The livestock have been fed kelp for the past 15 years and are given probiotics and vitamin boluses during calving to give a boost to the immune system. The calves have never been treated for parasites; their body condition is always good and pastures are grazed tall (about 2 feet) leaving a residue of about 4 inches. Grazing rotations are also longer than the parasite life cycle and calves are given new ground whenever feasible.
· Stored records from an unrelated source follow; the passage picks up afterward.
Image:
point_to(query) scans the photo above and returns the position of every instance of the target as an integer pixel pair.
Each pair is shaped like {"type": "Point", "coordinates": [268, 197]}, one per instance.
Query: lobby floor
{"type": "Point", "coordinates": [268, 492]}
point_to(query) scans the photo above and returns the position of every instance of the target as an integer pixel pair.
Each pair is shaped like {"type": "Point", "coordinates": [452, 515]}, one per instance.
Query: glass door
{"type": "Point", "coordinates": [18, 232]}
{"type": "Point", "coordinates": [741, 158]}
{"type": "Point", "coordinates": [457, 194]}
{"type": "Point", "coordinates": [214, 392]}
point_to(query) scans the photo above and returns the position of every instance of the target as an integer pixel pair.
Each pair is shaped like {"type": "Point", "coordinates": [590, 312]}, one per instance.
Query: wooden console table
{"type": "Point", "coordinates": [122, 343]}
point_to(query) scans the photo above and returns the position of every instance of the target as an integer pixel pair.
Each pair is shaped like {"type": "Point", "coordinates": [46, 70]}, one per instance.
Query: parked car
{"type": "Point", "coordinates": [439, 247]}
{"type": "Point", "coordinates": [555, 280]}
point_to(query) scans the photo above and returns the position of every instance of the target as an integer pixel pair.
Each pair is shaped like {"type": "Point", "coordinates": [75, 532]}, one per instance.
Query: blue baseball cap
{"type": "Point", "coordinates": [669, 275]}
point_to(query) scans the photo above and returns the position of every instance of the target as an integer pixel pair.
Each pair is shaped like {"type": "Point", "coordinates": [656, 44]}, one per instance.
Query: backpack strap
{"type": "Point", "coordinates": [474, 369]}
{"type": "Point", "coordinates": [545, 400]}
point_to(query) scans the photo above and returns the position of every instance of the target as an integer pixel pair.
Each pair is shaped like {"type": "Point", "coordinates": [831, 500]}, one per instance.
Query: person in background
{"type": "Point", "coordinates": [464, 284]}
Resources that Cheyenne has found valuable over the years include Acres USA's monthly magazine, Stockman Grassfarmer, Arden Anderson's 'Science in Agriculture', and Pat Coleby's 'Natural Cattle Care'. All of these resources have helped Cheyenne in his quest for a healthy, vibrant farm. "Think beyond the Bandaid", says Cheyenne.
Cheyenne would like to see lower grain consumption on organic farms overall, and no-grain milk should be marketed as 'food as medicine'. He also feels that organic dairy needs to stay true to its cause. Too often he sees organic products following the conventional path by 'fortifying' the food with additional nutrients, or skimming other important ingredients from the whole food product. He feels that the organic industry should be keeping to the philosophy that 'simple is good', and less ingredients is good. If you are going to put a picture of cows or chickens on pasture on the milk or egg carton, make sure you are raising them the way that they are being portrayed. "The consumer is paying enough for their products; we have to make sure the farmer is getting more of the retail dollar for their product", says Cheyenne.